Sorry bud, you need an Military ID. I saw that Zack was stationed
at Fort Meade so I knew he would have access.


----------



## drmikedds (Feb 22, 2009)

I'm new to Columbia fishing. Would like to know more about crappie, bass, catfishing in this area. Tried Elkhorn and Centennial a couple times without much luck. I know there's a lot of crappie in Centennial but I can't ever seem to hook up. Also, I tried fishing Triadelphia once without anything but a 7" smallie. I have a canoe and can always rent a boat at Loch Raven.

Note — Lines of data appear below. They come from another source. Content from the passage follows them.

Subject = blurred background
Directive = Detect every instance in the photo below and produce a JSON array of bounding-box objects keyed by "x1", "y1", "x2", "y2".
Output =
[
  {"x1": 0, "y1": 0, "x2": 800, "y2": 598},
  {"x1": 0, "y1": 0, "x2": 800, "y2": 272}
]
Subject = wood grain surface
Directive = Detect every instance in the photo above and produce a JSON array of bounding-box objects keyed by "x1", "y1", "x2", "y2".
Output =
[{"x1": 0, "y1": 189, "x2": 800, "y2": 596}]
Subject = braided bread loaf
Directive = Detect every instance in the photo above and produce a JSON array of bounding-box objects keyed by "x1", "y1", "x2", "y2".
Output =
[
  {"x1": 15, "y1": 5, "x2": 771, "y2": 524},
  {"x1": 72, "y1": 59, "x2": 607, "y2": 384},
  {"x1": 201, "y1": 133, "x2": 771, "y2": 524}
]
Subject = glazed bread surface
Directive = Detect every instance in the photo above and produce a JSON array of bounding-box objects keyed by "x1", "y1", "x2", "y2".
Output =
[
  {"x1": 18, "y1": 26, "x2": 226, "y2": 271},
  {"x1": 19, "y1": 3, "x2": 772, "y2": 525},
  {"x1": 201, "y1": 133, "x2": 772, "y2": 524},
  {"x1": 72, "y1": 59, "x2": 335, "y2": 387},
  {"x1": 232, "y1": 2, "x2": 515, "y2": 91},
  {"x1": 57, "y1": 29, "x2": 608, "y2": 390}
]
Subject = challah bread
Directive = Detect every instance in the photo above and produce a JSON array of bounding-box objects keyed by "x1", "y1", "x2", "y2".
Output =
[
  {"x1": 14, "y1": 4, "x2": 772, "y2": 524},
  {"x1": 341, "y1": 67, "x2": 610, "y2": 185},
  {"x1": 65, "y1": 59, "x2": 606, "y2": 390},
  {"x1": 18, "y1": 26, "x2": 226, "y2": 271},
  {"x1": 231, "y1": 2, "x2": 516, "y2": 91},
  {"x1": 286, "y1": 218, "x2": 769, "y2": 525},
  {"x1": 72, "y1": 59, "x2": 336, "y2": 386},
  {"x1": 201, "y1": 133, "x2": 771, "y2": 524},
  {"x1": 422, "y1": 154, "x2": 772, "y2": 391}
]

If anyone can give me some advice, it would be greatly appreciated. Please PM me if you are more comfortable with that.

Thanks,
Mike


----------



## Big Rad (May 19, 2003)

*hmmmmmmm*



Talapia said:


> Sorry bud, you need an Military ID. I saw that Zack was stationed
> at Fort Meade so I knew he would have access.


How about DoD badged (NCR) civilians with a CAC?


----------



## fishingfoyellows (Dec 25, 2008)

*centennial*

hey man needin advice w/ centennial. Well go there with a bobber fished about 3 ft. down w/ shiners/ minnows or wax worm. If u cant catch a fish then u oughta hang up the rod. lol just kidding of course hope that helps. Spring is the best time of year there. Trout magnets work wonders.


----------



## underberg (Apr 13, 2004)

Just last week, I checked the WSSC Tridelphia website about water shed permits for 2009. The price has doubled from $30 to $60 per year.

In all the years I have fished there, I have been checked only once. Will they step up enforcement this year? What will be get for the extra fee increase? Picnic use is still free???

http://www.wssc.dst.md.us/info/wrup.cfm


----------



## Tracker16 (Feb 16, 2009)

Talapia said:


> I always fish from shore. You really do not need to haul a boat
> up there for spring crappie. As you probably know they mostly
> move near the shoreline rocky areas.
> 
> ...


 You just gave away my secret white perch spot. There are great spots all the way down Marley creek as well but ya gotta have a boat to get to most of them.


----------



## noypi (Aug 28, 2008)

whether or not they do a lot of permit checks, people should still get permits if they plan to fish there.




underberg said:


> Just last week, I checked the WSSC Tridelphia website about water shed permits for 2009. The price has doubled from $30 to $60 per year.
> 
> In all the years I have fished there, I have been checked only once. Will they step up enforcement this year? What will be get for the extra fee increase? Picnic use is still free???
> 
> http://www.wssc.dst.md.us/info/wrup.cfm


----------



## Talapia (Apr 27, 2003)

Big Rad said:


> How about DoD badged (NCR) civilians with a CAC?



Not sure...


----------



## underberg (Apr 13, 2004)

If I fish, I will get all the proper paperwork. Can't afford to loose my job over something like a fishing permit.

What bothers me is not knowing who makes the rules for the watershed. How can I get the rules changed, decide how the funds are spent, and establish how the rules are enforced?


----------